Wellesley College, where she earned an English degree in 1966, renamed its Alumnae Hall the Diana Chapman Walsh Alumnae Hall in her honor in 2010.

A leading expert in public health policy and in the prevention of illness, she earned a master’s degree in journalism in 1971 from Boston University and a doctorate in health policy from Boston’s University Professors Program in 1983.

Before assuming the Wellesley presidency, Dr. Walsh was the Florence Sprague Norman and Laura Smart Norman Professor at the Harvard School of Public Health, where she chaired the Department of Health and Social Behavior.

She reinvigorated that department and founded the Program on Society and Health. Prior to joining the Harvard faculty, she was at Boston University as a University Professor and professor of social and behavioral sciences in the School of Public Health.

While at Boston University, Dr. Walsh co-directed a Center for Industry and Health Care at the Health Policy Institute and published studies on alcoholism treatment, tobacco and alcohol policy, illness prevention and health promotion, social factors influencing health and workplace health policy.


Leading discussions on public health policy and education

Today, Dr. Walsh serves on the National Council of Washington University’s Institute for Public Health.

“Dr. Walsh has brought enormous insight and experience in public health research and policy strategies as we discussed the development of our education and research programs from the first of our National Council meetings and in separate meetings with faculty members,” said Graham A. Colditz, PhD, chief of the Division of Public Health Sciences in the Department of Surgery and deputy director of the Institute for Public Health.

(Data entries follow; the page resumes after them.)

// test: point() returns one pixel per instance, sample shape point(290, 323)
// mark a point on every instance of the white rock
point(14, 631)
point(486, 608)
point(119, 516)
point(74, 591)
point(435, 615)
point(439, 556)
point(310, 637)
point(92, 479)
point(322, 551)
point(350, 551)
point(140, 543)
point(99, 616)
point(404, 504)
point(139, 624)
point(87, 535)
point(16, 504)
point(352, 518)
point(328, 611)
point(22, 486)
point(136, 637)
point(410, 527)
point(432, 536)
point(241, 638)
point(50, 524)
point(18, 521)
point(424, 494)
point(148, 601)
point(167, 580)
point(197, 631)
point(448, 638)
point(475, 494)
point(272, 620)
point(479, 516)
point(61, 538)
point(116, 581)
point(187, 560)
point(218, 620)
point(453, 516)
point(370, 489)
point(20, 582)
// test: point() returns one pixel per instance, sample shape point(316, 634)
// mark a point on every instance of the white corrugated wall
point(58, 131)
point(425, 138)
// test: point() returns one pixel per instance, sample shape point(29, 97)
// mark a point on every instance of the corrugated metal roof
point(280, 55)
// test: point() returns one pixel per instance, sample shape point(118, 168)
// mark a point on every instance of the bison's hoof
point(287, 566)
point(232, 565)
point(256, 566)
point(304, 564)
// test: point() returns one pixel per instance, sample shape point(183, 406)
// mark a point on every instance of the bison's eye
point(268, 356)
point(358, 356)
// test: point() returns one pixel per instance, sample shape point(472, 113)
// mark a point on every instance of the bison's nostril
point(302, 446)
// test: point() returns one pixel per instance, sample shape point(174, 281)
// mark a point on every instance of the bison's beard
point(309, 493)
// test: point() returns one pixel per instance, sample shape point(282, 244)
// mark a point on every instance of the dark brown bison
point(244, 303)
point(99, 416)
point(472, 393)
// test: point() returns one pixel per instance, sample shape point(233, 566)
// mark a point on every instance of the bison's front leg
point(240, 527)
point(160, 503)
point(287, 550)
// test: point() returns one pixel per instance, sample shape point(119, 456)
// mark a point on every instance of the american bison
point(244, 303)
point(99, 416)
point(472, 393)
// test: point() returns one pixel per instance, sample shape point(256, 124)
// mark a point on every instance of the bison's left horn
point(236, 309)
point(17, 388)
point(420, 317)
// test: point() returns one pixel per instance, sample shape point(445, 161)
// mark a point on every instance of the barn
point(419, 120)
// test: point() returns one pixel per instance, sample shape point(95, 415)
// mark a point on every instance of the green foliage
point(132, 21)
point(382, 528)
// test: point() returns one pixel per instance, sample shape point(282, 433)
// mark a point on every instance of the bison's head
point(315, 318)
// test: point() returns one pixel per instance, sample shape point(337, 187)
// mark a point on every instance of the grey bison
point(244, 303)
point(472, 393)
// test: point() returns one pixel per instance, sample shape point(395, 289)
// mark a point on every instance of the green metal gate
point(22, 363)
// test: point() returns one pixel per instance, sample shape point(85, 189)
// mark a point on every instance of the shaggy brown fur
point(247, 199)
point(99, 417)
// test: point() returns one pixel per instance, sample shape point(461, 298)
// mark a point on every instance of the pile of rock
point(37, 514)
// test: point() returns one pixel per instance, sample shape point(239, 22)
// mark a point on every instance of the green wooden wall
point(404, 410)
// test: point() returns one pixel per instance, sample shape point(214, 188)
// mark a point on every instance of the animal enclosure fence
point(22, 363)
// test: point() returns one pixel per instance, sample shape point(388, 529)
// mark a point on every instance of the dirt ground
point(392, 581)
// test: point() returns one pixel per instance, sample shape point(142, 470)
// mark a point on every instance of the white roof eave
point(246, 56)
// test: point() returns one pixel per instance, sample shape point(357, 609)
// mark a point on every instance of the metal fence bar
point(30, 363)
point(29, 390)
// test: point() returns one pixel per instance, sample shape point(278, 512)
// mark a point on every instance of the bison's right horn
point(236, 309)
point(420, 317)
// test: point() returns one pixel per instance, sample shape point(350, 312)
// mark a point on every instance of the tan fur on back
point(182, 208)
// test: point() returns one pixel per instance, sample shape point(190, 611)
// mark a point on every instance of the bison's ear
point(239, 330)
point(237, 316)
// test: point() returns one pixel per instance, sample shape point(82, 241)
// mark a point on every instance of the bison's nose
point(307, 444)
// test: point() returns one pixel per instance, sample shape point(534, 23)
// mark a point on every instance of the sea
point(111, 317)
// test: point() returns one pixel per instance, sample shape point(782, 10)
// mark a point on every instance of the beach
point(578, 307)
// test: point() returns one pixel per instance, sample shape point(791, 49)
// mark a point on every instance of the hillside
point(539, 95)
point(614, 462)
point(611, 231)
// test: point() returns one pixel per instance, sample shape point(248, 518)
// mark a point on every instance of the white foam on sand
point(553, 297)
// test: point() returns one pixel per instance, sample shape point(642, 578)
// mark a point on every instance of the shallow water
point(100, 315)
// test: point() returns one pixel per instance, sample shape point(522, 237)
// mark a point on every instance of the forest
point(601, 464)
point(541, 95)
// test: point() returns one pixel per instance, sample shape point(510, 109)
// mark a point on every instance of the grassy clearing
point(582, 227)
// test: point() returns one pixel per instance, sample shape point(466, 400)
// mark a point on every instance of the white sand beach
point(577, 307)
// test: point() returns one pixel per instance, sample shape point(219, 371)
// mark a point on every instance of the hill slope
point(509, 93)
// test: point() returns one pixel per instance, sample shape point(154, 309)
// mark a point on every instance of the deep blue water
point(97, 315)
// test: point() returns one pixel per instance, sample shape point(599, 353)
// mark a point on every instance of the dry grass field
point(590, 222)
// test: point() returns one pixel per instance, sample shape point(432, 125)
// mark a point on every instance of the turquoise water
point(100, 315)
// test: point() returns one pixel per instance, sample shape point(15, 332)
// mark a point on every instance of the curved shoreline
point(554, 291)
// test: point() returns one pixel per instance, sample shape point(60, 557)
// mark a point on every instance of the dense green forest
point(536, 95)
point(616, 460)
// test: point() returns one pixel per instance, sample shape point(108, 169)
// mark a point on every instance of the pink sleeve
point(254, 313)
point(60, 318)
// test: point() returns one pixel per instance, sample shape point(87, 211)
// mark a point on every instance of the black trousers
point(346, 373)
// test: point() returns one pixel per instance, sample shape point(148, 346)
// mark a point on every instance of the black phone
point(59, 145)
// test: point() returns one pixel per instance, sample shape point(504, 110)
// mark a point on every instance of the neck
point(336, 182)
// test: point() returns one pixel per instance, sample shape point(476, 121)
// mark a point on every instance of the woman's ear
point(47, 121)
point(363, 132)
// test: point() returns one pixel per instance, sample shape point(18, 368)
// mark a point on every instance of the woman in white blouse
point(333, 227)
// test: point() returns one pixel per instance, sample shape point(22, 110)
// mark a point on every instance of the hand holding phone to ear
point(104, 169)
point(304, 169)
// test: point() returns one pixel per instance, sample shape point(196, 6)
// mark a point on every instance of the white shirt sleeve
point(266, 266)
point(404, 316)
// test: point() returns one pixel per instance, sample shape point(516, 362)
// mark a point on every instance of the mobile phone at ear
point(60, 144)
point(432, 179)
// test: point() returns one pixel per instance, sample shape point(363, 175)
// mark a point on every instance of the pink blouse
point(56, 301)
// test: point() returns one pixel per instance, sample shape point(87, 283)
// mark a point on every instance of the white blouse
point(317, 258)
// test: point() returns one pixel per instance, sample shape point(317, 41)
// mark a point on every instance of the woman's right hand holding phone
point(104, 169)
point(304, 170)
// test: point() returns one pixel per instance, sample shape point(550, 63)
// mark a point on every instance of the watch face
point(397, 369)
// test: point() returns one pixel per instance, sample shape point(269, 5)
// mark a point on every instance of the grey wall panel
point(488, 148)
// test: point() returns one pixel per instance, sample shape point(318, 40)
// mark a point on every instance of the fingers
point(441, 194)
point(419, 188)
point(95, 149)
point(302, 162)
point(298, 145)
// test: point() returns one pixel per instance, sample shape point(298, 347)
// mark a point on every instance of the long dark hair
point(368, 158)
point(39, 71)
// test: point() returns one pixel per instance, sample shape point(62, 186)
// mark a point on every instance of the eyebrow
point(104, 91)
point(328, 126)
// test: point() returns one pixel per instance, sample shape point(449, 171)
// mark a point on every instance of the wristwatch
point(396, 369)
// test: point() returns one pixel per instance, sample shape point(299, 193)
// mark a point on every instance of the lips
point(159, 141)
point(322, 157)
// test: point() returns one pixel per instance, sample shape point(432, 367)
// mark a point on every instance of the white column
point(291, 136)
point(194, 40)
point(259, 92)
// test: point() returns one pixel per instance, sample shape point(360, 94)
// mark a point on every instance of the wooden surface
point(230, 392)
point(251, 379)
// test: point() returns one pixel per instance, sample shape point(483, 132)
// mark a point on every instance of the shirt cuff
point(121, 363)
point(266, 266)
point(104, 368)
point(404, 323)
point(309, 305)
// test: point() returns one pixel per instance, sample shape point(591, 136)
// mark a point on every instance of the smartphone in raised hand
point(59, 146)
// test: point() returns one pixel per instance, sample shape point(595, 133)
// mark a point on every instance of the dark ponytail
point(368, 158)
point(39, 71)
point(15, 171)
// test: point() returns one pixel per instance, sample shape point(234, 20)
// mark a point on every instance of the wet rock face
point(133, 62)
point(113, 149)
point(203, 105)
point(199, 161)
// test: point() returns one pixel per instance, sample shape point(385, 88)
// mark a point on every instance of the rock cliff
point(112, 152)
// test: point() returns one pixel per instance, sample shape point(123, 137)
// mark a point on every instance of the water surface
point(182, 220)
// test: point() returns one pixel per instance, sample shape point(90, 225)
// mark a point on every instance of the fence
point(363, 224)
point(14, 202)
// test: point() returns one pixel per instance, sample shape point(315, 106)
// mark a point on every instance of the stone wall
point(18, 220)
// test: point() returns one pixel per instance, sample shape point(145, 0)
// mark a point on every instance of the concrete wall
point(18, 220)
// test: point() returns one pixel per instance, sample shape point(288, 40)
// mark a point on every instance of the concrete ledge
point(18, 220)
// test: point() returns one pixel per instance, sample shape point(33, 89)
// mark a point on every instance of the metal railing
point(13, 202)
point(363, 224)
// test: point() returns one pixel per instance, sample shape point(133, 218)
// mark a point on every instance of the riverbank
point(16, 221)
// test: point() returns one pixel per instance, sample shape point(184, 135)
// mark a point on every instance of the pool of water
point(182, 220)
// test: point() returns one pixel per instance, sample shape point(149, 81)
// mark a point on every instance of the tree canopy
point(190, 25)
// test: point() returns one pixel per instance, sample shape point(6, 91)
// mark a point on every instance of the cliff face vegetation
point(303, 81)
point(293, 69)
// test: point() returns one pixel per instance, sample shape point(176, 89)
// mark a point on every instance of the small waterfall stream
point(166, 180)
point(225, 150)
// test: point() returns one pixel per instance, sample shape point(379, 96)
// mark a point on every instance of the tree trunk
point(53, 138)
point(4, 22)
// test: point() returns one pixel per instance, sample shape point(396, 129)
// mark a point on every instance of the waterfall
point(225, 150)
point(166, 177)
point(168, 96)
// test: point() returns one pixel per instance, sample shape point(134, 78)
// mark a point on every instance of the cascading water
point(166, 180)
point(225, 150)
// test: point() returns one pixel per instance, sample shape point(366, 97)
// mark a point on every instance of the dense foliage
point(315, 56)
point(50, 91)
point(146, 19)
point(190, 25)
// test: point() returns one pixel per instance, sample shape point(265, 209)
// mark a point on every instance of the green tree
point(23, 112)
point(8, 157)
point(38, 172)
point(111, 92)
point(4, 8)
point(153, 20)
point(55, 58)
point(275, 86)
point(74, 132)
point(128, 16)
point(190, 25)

Diana Chapman WalshDr. Walsh is also a member of the Massachusetts Institute of Technology Corporation and of its executive committee. She is vice chair and former chair of the board of the Broad Institute of MIT and Harvard and serves on the governing boards of the Henry J. Kaiser Family Foundation, the Institute for Healthcare Improvement, and the Mind and Life Institute.

She was a director and executive committee member of the State Street Corporation, a trustee of Amherst College and chair of the board of the Consortium on Financing Higher Education.

A member of the American Academy of Arts and Sciences, an honorary member of Phi Beta Kappa, and recipient of six honorary degrees, she writes, speaks and consults regularly on a range of issues related to higher education, health and leadership.

As a Kellogg National Fellow from 1987 to 1990, Dr. Walsh traveled throughout the United States and abroad studying workplace democracy and principles of leadership and writing poetry.

She has written, edited and co-edited some 60 articles and fourteen books, including a study of the practice of medicine within corporations, titled Corporate Physicians: Between Medicine and Management, Yale University Press, 1987.

She co-edited Society and Health, Oxford University Press, 1995, which analyzed social and cultural determinants of health and illness.

Dr. Walsh resides in Brookline, Massachusetts, with her husband Christopher T. Walsh, formerly the Hamilton Kuhn Professor in the Department of Molecular Pharmacology and Biological Chemistry at Harvard Medical School. Their daughter, Allison W. Kurian, MD, is an oncologist and mother of their five-year-old grandson, Sean.